If you’re new to Drive, you need know certain essentials before transferring your files. Here’s a brief summary of Google’s cloud storage service.

Storage/pricing

Google Drive users receive 15GB free. Google Photos data counts towards that limit. If you’re backing up your photos, you may not have much capacity for papers and data. Google One costs $1.99 a month (or $20 a year) for 100GB of storage and $9.99 for 2TB (or $100 a year).

100GB is adequate for most users to store files, documents, and images. If you wish to use Drive to backup all your data, choose a larger subscription. Even while the basic $20 a year plan is affordable, there are methods to gain temporary free storage. New Chromebook buyers will get 100GB of free Drive space for a year, while Google One newbies may get a free one-month trial.

Before uploading files, find out how much storage you need and how much that will cost.

Organization, uploading, and support

Once you know how much storage you need, you may upload files to Drive. To upload local files or data, press New and choose File or Folder. Drag files into your Drive browser window on a computer. Drive supports.JPGs,.PNGs,.GIFs,.MP3s, and more. Google’s Help Center lists all supported file formats.

After uploading your files, you may handle them as you would locally. You may nest folders and drag files. You may search for a file or folder by entering in the search box, but if you have a lot of files in Drive, it may take a while (particularly if your internet is slow). Creating a generic directory of files for critical projects or data sets on day one can save you time and problems later.

On PC, you may create new Google Docs, Sheets, Slides, etc. directly in Drive. On mobile, you must install Drive and the productivity software separately. Because they’re different programmes that operate together.

Save Docs templates for numerous projects on Google Drive to organise your work. This lets you construct scripts or forms without starting from scratch. Bibliography templates can save students time when citing sources for a research paper.

Instead of specific applications, share a Google Sheet with housemates to calculate utilities and other shared expenditures. Students have found that when schools prohibit or restrict texting applications, they may still converse using Google Docs. Invite folks to a blank doc and utilise real-time collaboration to speak and answer. You may then delete or save the document.

Collaboration

Google Drive’s collaboration tools are among its most powerful features. Simply click the share button and input the recipient’s email to send a file. Drive can produce a link to text, social media, or your messaging app. Once someone has access, you may modify the file in real-time.
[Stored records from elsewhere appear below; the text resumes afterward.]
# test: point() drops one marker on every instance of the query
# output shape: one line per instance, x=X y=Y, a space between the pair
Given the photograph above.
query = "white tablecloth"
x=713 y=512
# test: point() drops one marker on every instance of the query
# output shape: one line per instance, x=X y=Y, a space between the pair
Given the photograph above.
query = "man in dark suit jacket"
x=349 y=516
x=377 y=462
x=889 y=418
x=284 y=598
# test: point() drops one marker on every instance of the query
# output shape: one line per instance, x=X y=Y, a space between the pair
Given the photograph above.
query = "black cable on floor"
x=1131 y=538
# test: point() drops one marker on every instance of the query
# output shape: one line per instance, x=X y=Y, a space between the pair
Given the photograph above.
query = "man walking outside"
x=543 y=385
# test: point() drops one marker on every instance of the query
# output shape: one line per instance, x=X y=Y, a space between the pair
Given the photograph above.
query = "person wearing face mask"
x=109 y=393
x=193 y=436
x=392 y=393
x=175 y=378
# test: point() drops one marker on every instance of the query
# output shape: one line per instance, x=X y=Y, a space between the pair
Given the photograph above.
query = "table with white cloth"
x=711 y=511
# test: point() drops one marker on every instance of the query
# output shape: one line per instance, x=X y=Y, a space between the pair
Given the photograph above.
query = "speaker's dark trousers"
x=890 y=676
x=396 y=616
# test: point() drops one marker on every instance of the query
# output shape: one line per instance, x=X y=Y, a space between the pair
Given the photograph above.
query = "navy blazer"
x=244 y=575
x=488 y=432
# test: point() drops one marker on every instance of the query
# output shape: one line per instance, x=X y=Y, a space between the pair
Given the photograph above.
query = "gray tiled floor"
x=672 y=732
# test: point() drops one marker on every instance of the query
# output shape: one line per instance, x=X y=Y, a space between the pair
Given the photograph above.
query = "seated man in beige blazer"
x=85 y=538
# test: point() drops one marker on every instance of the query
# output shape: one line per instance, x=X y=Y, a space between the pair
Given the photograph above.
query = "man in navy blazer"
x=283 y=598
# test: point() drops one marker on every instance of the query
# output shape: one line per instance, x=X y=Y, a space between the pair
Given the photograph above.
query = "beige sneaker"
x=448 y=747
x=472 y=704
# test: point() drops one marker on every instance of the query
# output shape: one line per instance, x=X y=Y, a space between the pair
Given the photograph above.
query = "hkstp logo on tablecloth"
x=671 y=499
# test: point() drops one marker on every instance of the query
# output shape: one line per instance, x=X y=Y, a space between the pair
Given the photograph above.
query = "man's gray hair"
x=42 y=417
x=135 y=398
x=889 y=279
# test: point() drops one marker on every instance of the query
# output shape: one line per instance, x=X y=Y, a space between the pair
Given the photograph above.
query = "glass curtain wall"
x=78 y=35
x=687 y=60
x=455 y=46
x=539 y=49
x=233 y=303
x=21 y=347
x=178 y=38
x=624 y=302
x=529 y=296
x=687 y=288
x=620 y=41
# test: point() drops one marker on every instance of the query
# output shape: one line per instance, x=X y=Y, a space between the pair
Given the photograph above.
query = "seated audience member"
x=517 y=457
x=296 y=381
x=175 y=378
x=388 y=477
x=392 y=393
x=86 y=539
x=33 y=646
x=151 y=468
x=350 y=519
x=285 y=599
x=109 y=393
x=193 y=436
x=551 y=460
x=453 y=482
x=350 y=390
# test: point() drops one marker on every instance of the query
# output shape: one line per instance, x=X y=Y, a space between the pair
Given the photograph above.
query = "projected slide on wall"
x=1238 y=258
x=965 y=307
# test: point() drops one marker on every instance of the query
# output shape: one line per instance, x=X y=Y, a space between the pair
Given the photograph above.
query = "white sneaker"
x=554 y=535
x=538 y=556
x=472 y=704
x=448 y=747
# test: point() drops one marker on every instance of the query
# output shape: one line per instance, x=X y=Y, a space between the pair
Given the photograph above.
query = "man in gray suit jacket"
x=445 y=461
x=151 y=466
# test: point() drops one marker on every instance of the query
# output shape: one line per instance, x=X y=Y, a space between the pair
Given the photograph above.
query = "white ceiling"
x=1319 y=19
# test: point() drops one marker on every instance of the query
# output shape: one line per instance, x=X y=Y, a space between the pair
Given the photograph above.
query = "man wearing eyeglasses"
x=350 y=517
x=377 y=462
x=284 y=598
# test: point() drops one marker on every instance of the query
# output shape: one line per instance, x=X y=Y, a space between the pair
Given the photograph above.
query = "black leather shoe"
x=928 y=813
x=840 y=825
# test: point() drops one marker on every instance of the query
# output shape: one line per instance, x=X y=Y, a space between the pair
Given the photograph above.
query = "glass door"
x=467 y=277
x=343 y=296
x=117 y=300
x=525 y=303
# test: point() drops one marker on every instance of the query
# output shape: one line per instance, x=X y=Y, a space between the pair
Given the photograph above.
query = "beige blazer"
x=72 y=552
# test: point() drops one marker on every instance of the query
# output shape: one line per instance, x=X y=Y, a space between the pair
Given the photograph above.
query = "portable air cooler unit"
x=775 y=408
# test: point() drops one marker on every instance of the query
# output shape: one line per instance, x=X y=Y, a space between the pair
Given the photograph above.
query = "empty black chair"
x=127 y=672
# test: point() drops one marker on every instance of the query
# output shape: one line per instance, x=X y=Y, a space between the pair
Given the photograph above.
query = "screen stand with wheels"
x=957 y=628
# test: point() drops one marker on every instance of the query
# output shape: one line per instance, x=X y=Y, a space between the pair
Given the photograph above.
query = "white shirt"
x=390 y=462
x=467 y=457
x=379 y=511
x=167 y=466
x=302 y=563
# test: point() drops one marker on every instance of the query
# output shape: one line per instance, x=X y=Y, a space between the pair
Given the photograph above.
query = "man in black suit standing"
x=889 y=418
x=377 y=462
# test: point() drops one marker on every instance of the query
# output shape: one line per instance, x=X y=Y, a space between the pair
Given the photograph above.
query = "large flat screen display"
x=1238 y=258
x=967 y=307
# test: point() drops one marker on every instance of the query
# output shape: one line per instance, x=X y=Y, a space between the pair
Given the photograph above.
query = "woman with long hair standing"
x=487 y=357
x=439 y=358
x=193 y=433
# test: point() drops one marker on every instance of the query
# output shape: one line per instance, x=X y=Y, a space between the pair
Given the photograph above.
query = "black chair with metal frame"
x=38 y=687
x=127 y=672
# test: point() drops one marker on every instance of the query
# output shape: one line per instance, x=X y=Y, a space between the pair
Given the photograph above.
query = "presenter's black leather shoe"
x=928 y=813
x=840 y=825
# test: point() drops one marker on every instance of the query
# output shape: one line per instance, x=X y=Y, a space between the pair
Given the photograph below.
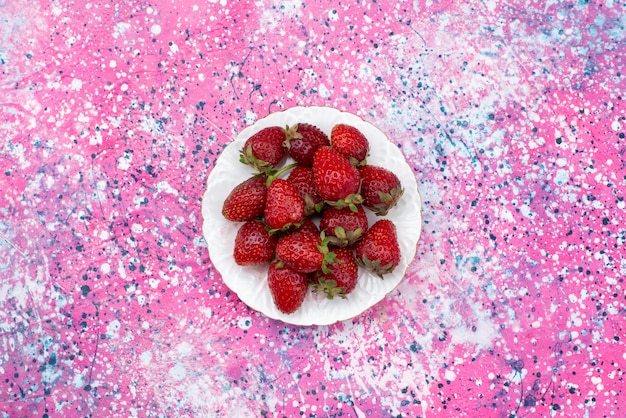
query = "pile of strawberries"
x=329 y=181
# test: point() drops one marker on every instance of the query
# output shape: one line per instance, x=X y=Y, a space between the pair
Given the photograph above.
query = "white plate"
x=250 y=283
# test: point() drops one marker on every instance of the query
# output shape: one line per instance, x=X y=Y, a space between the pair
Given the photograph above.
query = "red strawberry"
x=246 y=201
x=303 y=140
x=288 y=287
x=343 y=226
x=378 y=250
x=304 y=252
x=283 y=206
x=342 y=278
x=336 y=180
x=303 y=180
x=264 y=149
x=380 y=188
x=351 y=142
x=254 y=244
x=307 y=226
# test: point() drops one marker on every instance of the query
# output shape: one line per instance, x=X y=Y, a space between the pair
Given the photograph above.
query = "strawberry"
x=380 y=188
x=307 y=226
x=351 y=142
x=283 y=207
x=342 y=278
x=304 y=252
x=303 y=180
x=264 y=150
x=303 y=140
x=336 y=180
x=288 y=287
x=254 y=244
x=343 y=226
x=378 y=250
x=246 y=201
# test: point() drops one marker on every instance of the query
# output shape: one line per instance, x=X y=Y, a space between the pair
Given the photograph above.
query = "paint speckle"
x=511 y=115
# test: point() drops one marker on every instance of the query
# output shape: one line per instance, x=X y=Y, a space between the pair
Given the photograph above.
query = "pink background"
x=112 y=114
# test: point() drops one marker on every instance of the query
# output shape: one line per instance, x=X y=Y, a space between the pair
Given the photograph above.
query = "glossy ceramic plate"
x=250 y=283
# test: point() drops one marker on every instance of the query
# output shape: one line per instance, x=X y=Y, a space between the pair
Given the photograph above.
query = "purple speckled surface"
x=512 y=114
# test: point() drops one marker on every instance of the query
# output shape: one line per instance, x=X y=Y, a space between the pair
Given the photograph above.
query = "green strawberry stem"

Know who you’re sharing files with and how they’re utilising them. If you need help with an essay, it may be good to offer a teacher or mentor editing permission, but not if you’re sharing an ebook with a buddy. Drive has three access levels: spectator, commentator, and editor. If something goes wrong, you may open the File menu and pick Version history to examine a previous Google Doc, Sheet, or Slide.
Viewers can only view, not edit, the document. Using Google’s Comment function, commenters may examine and ask questions about material, while editors can make changes.

Google Drive’s Shared with me page shows you recently sent files. If you have a Google Workspace account for school or work, click the squiggly symbol to see the Activity Dashboard. (On a PC, it’s above the blue Share icon.) Type “to:” into Drive’s search box to discover which files you’ve shared.

Offline access

Google Drive is meant primarily as a tool to manage cloud-based documents and files, but it also supports offline access. Before utilising Drive offline, you must perform certain procedures.
Before going offline, you must first alter your Drive’s settings online. On a computer, select the gear icon in the upper right corner of Google Drive, then Settings, and then Offline. On mobile, launch the Drive app, pick a file, and enable offline access from the More icon (three vertical dots). After that, you may modify and save changes. When your device connects to the internet again, it will sync any offline modifications to the cloud-based file. On a Chromebook, visit Google Drive settings, scroll down, and select Offline.